Coppia e amore
Amore, la prima "necessità" dell'anima

Spesso è durante l'adolescenza che si scopre di avere bisogno d'amore, non per forza quello "di qualcuno", ma come nutrimento originario dell’anima

Durante l’adolescenza assistiamo spesso a continui terremoti emotivi che lasciano inquieti, fanno traballare, scuotono l'anima: sono i moti dell'amore nascente. Capita così che la vita chieda a una diciottenne di affrontare nell’arco di pochi mesi diverse esperienze importanti, tante da essere troppe anche per un adulto. A questa fanciulla, che chiameremo Elisa e che ha affrontato un percorso di psicoterapia, succede di dover accettare che il suo ragazzo, di pochi anni più grande di lei, vada all’estero per molti mesi per completare gli studi; capita nello stesso periodo che i genitori vadano in crisi e mettano in discussione il matrimonio; capita di dover affrontare la decisione di non portare avanti una gravidanza; capita infine di doversi allontanare dalla sua migliore amica per una serie di incomprensioni. Problemi difficili, problemi d'amore: Elisa sente di non riuscire a farcela da sola e chiede di essere seguita. Vuole provare a capirci qualcosa e soprattutto vuole parlare di quella brutta sensazione che la accompagna: di essere lei quella sbagliata, quella fatta male. 

Riappropriarsi delle paure è un atto d'amore per se stessi

Nelle sedute Elisa parla lungo dell’amore, dei dubbi che sente nei confronti del suo ragazzo, di come spesso l’amarezza e la delusione nei suoi confronti prendano il sopravvento sull’amore. Da alcuni mesi e soprattutto dall’esperienza dell’interruzione di gravidanza sente che il legame con lui è profondamente cambiato. Ma appena ne parla, immediatamente l’assale l’angoscia che, lasciandolo, lui ne soffrirebbe troppo. Elisa sembra proiettare su di lui quello che in realtà teme possa accadere a sé: perdere l’esperienza dell’essere amata, dovere rinunciare all’amore. Così, il terapeuta prova a restituirle quanto mi sembra di capire, parlando della necessità dell’amore e del sentirsi amati.
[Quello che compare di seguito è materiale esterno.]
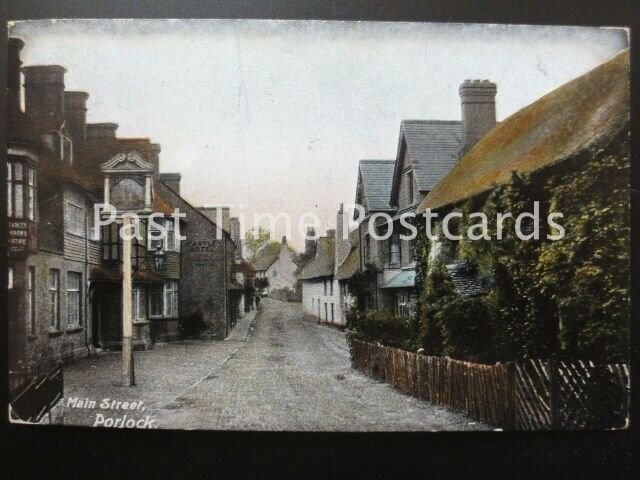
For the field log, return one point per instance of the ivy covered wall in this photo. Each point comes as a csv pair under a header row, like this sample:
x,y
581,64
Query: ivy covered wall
x,y
567,297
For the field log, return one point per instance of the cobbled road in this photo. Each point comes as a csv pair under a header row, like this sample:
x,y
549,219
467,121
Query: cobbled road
x,y
276,371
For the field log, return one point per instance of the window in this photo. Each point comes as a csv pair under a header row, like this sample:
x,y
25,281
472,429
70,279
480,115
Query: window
x,y
111,245
410,186
156,303
139,304
31,299
20,190
167,232
367,248
54,298
171,299
74,218
74,304
394,250
412,250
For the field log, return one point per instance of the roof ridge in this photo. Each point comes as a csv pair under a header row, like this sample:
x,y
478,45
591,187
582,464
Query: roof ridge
x,y
434,122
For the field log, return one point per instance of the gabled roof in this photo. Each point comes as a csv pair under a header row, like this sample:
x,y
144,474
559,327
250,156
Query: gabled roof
x,y
585,113
434,148
268,254
323,264
376,179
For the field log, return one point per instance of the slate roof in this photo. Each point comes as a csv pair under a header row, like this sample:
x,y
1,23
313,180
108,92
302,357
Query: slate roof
x,y
585,113
377,179
323,264
467,282
434,148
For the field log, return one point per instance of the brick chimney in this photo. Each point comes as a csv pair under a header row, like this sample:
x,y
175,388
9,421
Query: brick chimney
x,y
172,180
13,74
75,113
101,130
44,92
478,101
342,244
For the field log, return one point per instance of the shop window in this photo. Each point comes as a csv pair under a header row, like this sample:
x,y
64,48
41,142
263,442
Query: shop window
x,y
74,296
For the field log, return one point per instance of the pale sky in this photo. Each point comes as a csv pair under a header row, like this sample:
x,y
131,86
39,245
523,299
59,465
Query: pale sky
x,y
273,116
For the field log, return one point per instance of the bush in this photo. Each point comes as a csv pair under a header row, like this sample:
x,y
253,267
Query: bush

Questo consente a Elisa di uscire dalla circostanza attuale e di dire parole sull’amore necessario, sull’importanza che riveste per lei sentirsi amata. Sono queste parole, che, lentamente, iniziano a lenire il suo dolore e la sua angoscia. Riappropriandosi delle proprie paure, in poco tempo smette di esserne sovrastata.

La prima qualità dell’amore: farci evolvere

Negli ultimi tempi, le neuroscienze si sono occupate molto dell’amore, studiandone le diverse "componenti": le parti del cervello che si attivano, gli ormoni che si producono, i neurotrasmettitori che si modificano, i comportamenti che si mettono in atto. Non si ha ancora una visione unitaria dell’esperienza dell’amore, ma una cosa si sa: occorre un ambiente adatto, inteso nel senso più ampio, affinché l'amore possa esprimersi. Se questo ambiente non c'è per i motivi più diversi, dobbiamo essere noi stessi a crearlo. Del resto, se è vero che il cervello in adolescenza arriva alle tappe fondamentali del suo sviluppo, fin dall’inizio della vita quello che fa la differenza è la qualità delle esperienze d’amore, perché queste influenzeranno la crescita e lo sviluppo anche cerebrale. Occorre infine sapere che l’esperienza dell’amore necessario, a qualunque età, a essere il miglior medicamento.